Karol Skrzypiec geht in seine Betrachtung einen Schritt weiter – er arbeitet in seiner klangmalerischen Dark Ambient-Arbeit die bereits geschehene Apokalypse aus: leere, ins karge Dunkel getauchte Industrie-Ruinen, die Überreste menschlicher Hochkultur langsam verwitternd, der schwer gezeichnete Planet gewinnt wieder eigene Kontrolle. Bedrohlich und geheimnisvoll klingt diese Leere, mit melancholischen Soundabläufen gespickt, bis man doch noch hier und da auf Menschen trifft: brechend laute, trommelartig-metallene Percussion finden sich immer wieder ein, vor dem Hintergrund der vergangenen Hochkultur wie Atavismus klingend, als würden sich die Verbliebenen in bester Cyberpunk-Manier wieder auf primitive Instinkte berufen. Zu keinem Zeitpunkt verbreitet “Future Chaos” dabei aber positive Stimmung oder Hoffnung; die Apokalypse war, was darauf folgt sind nur noch verlassene Trümmer und seltenes Leben.

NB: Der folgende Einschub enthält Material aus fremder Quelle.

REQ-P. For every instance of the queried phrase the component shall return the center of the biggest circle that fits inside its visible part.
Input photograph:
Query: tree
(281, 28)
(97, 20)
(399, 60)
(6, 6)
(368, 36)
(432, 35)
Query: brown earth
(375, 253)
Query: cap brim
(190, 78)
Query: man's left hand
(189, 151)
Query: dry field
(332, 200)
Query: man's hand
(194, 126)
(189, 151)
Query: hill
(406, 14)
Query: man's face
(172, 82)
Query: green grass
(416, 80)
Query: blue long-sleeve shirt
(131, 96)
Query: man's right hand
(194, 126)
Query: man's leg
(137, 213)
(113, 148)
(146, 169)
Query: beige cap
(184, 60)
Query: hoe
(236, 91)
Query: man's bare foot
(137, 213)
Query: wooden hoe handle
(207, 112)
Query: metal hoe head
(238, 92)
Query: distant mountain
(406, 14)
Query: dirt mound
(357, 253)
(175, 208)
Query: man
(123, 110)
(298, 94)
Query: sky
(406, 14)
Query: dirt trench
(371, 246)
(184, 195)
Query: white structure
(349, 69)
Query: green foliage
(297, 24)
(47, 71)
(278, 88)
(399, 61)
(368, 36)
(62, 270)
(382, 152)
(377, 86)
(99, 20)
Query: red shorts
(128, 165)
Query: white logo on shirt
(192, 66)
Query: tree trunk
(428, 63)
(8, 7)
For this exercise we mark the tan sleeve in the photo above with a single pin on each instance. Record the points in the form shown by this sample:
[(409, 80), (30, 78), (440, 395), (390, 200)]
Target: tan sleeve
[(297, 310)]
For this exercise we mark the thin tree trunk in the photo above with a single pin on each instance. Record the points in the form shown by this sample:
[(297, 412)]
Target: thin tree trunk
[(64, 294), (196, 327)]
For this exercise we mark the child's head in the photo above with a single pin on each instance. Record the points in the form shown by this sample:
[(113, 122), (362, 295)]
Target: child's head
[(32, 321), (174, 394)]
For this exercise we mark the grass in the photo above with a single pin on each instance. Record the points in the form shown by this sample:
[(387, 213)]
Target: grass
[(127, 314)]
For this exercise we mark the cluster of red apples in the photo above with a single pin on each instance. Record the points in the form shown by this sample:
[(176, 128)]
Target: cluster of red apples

“Future Chaos” weiß tief zu beeindrucken. Den Science-Fiction-Ansatz einer distopischen Welt beschrieben zwar schon etliche Andere, trotzdem aber ergreift einen die anmutig-bedrückende Atmosphäre sofort, die vor allem auch durch ihre lange Spieldauer an Wirkung mehr und mehr gewinnt. Die wahre Begeisterung macht dann aber die Feinarbeit aus; jedes Stück wartet mit faszinierenden Details, vielschichtigen Arrangements und Eigenheiten auf, die immer mehr die Vision des Interpreten ausdefinieren, eine Vision dessen, was nach dem Fallout auf der Erde übrigbleibt – die Reste dessen, was wir heute als Alltag kennen.
Fazit:
“Future Chaos” ist ein ergreifender Endzeit-Soundtrack, der eine Reise durch eine vollkommen desolate und zerstörte Welt nach dem absoluten Kollaps vertont, trist, verlassen und leer, trotzdem aber detailliert und vielseitig. Inner Vision Laboratoy offenbart hier atmosphärische Arbeit auf intensivstem Niveau – ich bin absolut begeistert!